A linear layer in a neural network is a function that applies a linear transformation to its inputs. It’s implemented as a matrix multiplication and a bias offset:
y = x * W.T + b
x is the input, W is the weight matrix (also referred to as the “parameters” of the layer) and it is transposed to make it suitable for matrix multiplication, and b is the bias.
The weight and bias are learnable parameters adjusted during training. During training, these parameters are adjusted with backpropagation to minimize the output error of the neural network. The layer is fully connected, meaning each input neuron is connected to each output neuron.
It’s often used with non-linear activation functions to capture complex patterns in data. In PyTorch, a linear layer is created with nn.Linear, specifying input size (in_features) and output size (out_features).
nn.Linear takes two required arguments:
in_features: the size of each input sample (i.e., the number of input features) out_features: the size of each output sample (i.e., the number of output features) You create a linear layer in PyTorch like this:
import torch.nn as nn fc = nn.Linear(in_features=10, out_features=5)
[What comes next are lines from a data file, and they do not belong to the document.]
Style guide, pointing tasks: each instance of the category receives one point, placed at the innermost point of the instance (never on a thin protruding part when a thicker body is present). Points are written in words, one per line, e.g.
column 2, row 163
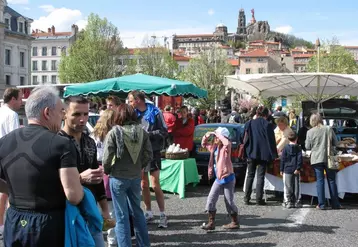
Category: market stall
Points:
column 175, row 175
column 347, row 181
column 150, row 85
column 319, row 87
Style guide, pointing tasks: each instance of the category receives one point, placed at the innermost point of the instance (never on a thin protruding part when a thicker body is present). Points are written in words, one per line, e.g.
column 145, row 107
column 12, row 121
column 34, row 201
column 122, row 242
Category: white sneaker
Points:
column 163, row 221
column 148, row 218
column 1, row 232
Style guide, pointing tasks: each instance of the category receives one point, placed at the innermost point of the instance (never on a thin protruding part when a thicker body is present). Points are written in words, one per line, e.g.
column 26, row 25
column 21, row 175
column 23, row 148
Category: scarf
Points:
column 150, row 114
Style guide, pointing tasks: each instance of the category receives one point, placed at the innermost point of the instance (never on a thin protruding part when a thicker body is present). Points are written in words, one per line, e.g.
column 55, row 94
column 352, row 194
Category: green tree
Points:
column 333, row 59
column 154, row 60
column 207, row 71
column 94, row 54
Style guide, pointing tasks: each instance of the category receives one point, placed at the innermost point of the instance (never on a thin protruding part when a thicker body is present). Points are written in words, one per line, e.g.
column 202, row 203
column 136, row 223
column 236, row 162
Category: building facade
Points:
column 15, row 47
column 261, row 61
column 47, row 49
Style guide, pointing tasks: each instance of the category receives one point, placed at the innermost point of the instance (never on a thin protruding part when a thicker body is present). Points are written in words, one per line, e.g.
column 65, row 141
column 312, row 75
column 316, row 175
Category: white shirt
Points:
column 9, row 120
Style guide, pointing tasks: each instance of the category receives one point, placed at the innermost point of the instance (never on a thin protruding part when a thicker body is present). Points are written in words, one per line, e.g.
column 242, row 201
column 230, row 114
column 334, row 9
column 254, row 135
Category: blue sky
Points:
column 140, row 19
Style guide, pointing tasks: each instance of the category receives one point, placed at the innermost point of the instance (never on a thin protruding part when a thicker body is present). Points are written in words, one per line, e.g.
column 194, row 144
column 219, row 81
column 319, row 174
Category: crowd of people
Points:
column 121, row 160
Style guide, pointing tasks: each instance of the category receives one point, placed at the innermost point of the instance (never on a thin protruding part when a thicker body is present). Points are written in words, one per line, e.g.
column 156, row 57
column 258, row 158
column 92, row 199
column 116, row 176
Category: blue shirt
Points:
column 226, row 180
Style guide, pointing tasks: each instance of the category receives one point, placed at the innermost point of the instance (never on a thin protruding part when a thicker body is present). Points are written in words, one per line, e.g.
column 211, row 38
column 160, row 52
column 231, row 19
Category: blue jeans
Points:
column 128, row 192
column 98, row 239
column 331, row 178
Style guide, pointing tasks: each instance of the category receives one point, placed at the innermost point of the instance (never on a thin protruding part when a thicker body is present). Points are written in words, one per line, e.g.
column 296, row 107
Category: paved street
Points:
column 261, row 226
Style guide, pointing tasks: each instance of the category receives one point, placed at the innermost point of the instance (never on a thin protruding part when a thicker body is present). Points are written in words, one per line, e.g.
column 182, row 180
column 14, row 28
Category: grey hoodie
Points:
column 127, row 150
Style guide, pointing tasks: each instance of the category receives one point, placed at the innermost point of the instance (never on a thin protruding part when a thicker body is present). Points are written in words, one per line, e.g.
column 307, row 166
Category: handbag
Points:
column 241, row 152
column 333, row 162
column 242, row 147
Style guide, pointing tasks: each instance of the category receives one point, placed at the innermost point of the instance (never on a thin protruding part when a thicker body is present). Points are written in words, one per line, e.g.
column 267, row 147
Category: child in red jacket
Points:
column 220, row 163
column 183, row 132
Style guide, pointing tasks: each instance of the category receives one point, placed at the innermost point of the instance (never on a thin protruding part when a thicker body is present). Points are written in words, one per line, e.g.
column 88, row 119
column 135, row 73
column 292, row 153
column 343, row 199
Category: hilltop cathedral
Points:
column 193, row 44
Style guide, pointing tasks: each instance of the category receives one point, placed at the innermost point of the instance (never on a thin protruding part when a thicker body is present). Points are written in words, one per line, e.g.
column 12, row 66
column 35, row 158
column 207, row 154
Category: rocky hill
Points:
column 261, row 31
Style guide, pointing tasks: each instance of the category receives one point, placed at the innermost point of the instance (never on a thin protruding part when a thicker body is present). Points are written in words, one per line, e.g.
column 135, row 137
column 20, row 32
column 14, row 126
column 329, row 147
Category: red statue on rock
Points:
column 253, row 20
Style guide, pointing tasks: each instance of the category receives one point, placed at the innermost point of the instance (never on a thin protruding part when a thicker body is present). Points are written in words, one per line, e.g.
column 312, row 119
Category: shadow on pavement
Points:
column 194, row 221
column 229, row 245
column 206, row 237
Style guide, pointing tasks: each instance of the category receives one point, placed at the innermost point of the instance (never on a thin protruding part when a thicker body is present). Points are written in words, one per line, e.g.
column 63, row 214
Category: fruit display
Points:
column 347, row 142
column 175, row 149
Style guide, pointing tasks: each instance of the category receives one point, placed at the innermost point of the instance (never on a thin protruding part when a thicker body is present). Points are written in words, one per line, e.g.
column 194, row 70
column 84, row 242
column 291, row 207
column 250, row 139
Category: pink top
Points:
column 223, row 163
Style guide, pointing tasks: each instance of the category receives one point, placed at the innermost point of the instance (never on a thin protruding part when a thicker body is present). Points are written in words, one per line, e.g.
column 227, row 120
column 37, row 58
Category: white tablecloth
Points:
column 347, row 182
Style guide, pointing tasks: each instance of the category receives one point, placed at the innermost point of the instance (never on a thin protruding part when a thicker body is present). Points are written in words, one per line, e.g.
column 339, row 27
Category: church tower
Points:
column 241, row 27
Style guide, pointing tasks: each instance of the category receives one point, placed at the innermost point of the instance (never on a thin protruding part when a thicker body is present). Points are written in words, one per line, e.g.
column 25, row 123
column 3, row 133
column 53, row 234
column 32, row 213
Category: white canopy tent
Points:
column 318, row 86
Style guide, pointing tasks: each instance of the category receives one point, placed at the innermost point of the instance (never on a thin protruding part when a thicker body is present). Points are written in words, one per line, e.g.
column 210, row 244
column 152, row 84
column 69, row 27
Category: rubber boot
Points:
column 234, row 224
column 211, row 223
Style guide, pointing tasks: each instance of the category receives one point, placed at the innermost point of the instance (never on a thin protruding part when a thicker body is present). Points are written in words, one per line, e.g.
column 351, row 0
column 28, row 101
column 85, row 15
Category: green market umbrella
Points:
column 145, row 83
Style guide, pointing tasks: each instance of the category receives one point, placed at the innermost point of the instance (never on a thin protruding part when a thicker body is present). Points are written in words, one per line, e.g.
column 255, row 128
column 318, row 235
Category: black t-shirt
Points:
column 87, row 158
column 30, row 160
fc is a fully connected or linear layer. It takes in a vector of size 10 and outputs a vector of size 5. The actual transformation it applies to the data
will depend on the values of the weight matrix and bias, which are randomly initialized and then learned through training.
In the context of neural networks, these linear layers are often stacked with activation functions in between them, creating a multi-layer perceptron (MLP) model.